What scares investors is instability, and what creates instability is foreign-funded activists who think they can dictate our laws from hotel rooms in Kampala. If an investor leaves because we decided to regulate foreign influence, that investor was never serious about Uganda. Good riddance.
On the diaspora
They say Ugandans abroad will be treated as foreigners, but that is a lie designed to scare people. The bill targets foreign funding meant to influence our internal affairs, not a mother in London sending school fees to Jinja.
Being regulated because you deal with foreign funding does not make you a foreigner; it means you are operating in a sensitive space that requires accountability. Even other countries have stricter rules for such activities, and that does not cancel your citizenship. So why should Uganda be different?

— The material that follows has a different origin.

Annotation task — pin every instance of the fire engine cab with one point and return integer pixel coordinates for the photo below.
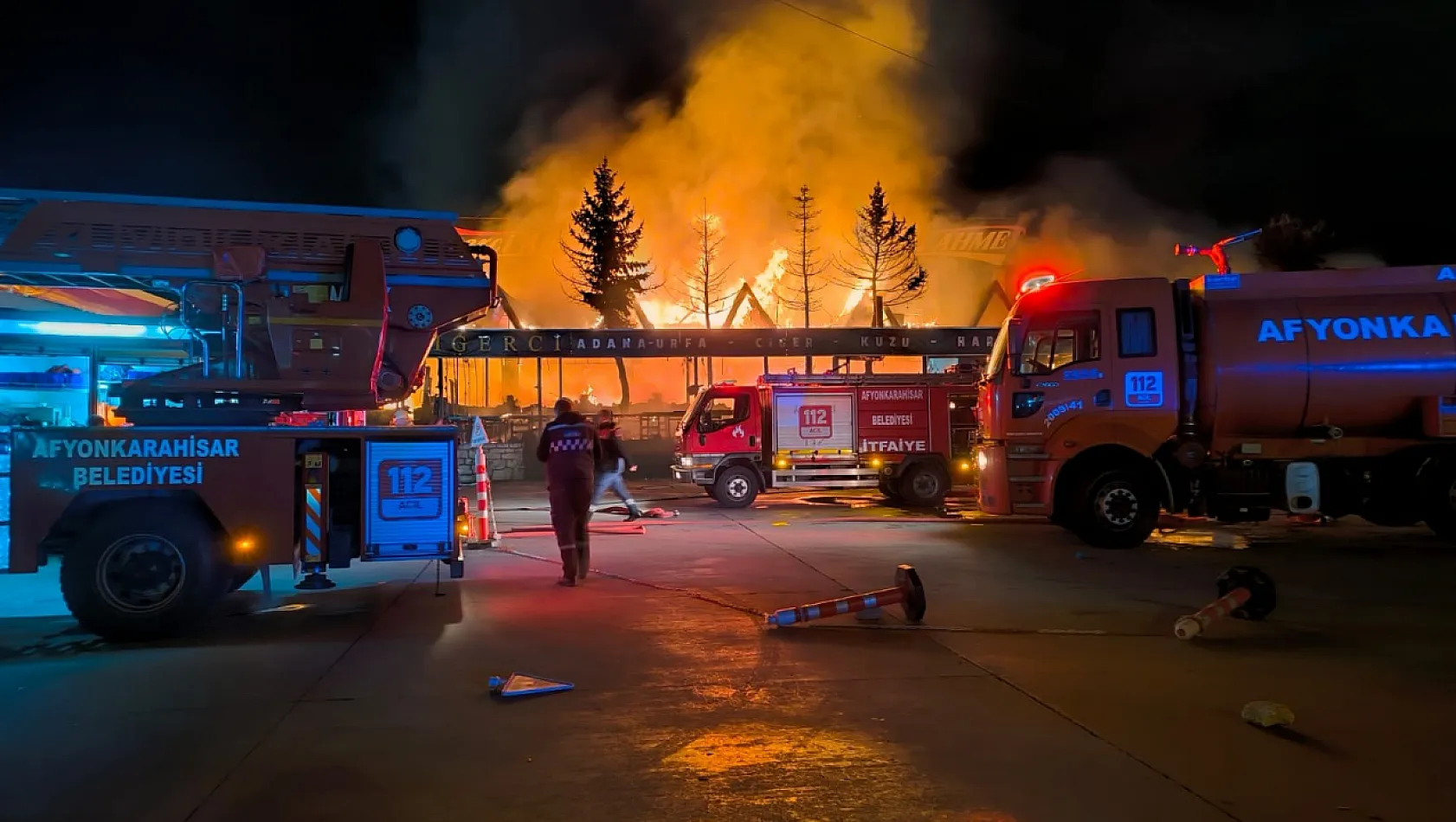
(911, 435)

If a Ugandan abroad is bankrolling a pressure group to destabilise the government, why should that be protected? You cannot wrap yourself in the flag while funding chaos. That is not patriotism; it is sabotage dressed in diaspora clothes.
On NGOs and civil society
This is where I have the least patience. Many NGOs have done good work, and I will not deny that, but a good number have behaved like parallel governments. They take foreign money, set their own agendas, and then cry persecution when asked to be accountable.
The bill does not ban NGOs; it says if you take foreign money, you must declare it. What is wrong with transparency? That is what they claim to love, so why are they afraid? Because some of them know they cannot defend what they have been doing with that money.

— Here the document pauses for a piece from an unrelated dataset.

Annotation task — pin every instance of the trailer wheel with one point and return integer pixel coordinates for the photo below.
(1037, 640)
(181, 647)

If you are genuinely doing clean work, you have nothing to fear. The only people uncomfortable are those operating in the shadows.
A word to my fellow citizens
You citizens should wholly support this bill. Opposition politicians receive billions in foreign money, then use you to do all the donkey work—protesting, rioting, and clashing with police. They get filthy rich while you either rot in prison, suffer permanent injuries, or even fatalities.
Let the taps of foreign money be regulated, and we will see if they can sustain their opposition noise genuinely. Do not be their tool anymore. He who pays the piper orders the tune.
On sovereignty and anti-Interference
Here is my strongest argument. Uganda is not a colony. We have our own flag, army, Parliament, and President, but what is the point if foreign powers can still dictate our politics through cheque books?
Sovereignty is not just about borders; it is about who decides what happens inside them. Since when did sovereignty become negotiable? Every serious country protects its national interests, so why should Uganda be the exception?
I do not buy the argument that this bill will kill freedom because freedom without control can easily be abused. What we are seeing today is not pure freedom; it is influence, manipulation, and outright interference disguised as activism.
This bill draws a clear line: if you want to operate in Uganda, you do so on Uganda’s terms, not on foreign instructions.
For too long, some Ugandans have acted like foreign agents while pretending to be civil society. This bill says enough is enough. If you want to influence Uganda, do it openly, do it through Ugandan resources, or do not do it at all.
Final word to the critics
You can call this bill oppressive, run to your funders, write your statements, and threaten that donors will withdraw. But we have heard all of it before, and we are still here. Uganda will not be blackmailed into remaining a soft target for foreign manipulation.
Some people take long to understand things, but they later understand them. Every bill tabled in Parliament is protested by the opposition. Even the Constitution itself, when it was promulgated, the opposition protested and refused to append their signatures, but today it is what they quote and pretend to protect.
Hon MPs, please pass the bill, amend it where necessary, but do not kill it because what it protects is not a government. It protects us, all of us, even those who do not yet understand that.